Hoje orbitam, em torno do México e outras economias ditas emergentes, uma quantidade maior de investidores, bem mais diferenciados. Há bancos operando títulos de dívida, mas também fundos de investidores institucionais, corretoras e outras instituições financeiras. Ou seja, a hiperdesvalorização mexicana causa enorme estrago, mas a forma como ele se alastra é hoje potencialmente menos perturbadora.
Há também fatores econômicos e geopolíticos globais inéditos. A começar pelo Nafta e pela disposição imediata do governo dos EUA e do FMI a apoiar o México não apenas com palavras, mas com dinheiro. Afinal, entre os maiores prejudicados estão bancos e instituições americanas. O dinheiro que os EUA oferecem ao México é, indiretamente, alívio e consolo para os próprios aplicadores norte-americanos.
Mais ainda: o Nafta representa um horizonte de negócios em que nem tudo é necessariamente negro. Alguns executivos americanos com negócios no México, especialmente na área automobilística, já declararam que encaram o problema atual como análogo ao que enfrentaram no mercado japonês.
A valorização do iene tornou os produtos japoneses muito caros, em especial os carros. A solução foi transferir fábricas para os EUA. Executivos americanos já dizem que podem fazer o mesmo. Diante da dificuldade de exportar carros agora 40% mais caros, podem ampliar seus investimentos no México. Moral da história: o terremoto mexicano põe abaixo as carteiras financeiras mas isso não significa o fim do mundo para quem pensa em investimentos produtivos, com longo prazo de maturação.

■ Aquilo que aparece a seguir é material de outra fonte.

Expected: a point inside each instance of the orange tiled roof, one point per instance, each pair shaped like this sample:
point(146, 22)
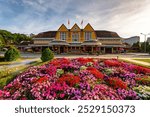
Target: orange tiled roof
point(99, 33)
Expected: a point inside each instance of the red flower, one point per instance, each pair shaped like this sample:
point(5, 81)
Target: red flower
point(117, 83)
point(70, 79)
point(59, 62)
point(85, 60)
point(95, 72)
point(112, 63)
point(42, 79)
point(140, 69)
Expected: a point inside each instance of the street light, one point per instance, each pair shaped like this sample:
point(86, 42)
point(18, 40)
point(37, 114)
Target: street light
point(145, 40)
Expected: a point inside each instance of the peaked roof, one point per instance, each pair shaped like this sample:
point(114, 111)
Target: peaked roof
point(48, 34)
point(104, 33)
point(76, 26)
point(88, 25)
point(63, 25)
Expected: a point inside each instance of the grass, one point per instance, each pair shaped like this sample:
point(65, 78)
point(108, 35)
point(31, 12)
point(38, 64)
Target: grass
point(2, 62)
point(140, 64)
point(8, 74)
point(143, 60)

Finalmente, é preciso lembrar que os juros internacionais, em alta ao longo de 1994, estão muito longe de terem passado pela explosão que gerou a crise da dívida nos anos oitenta. E o mercado mundial está em expansão, o que significa perspectivas de exportação boas para os países que, como o México, apostaram fichas demais na ancoragem insustentável e especulativa de uma moeda de mentirinha.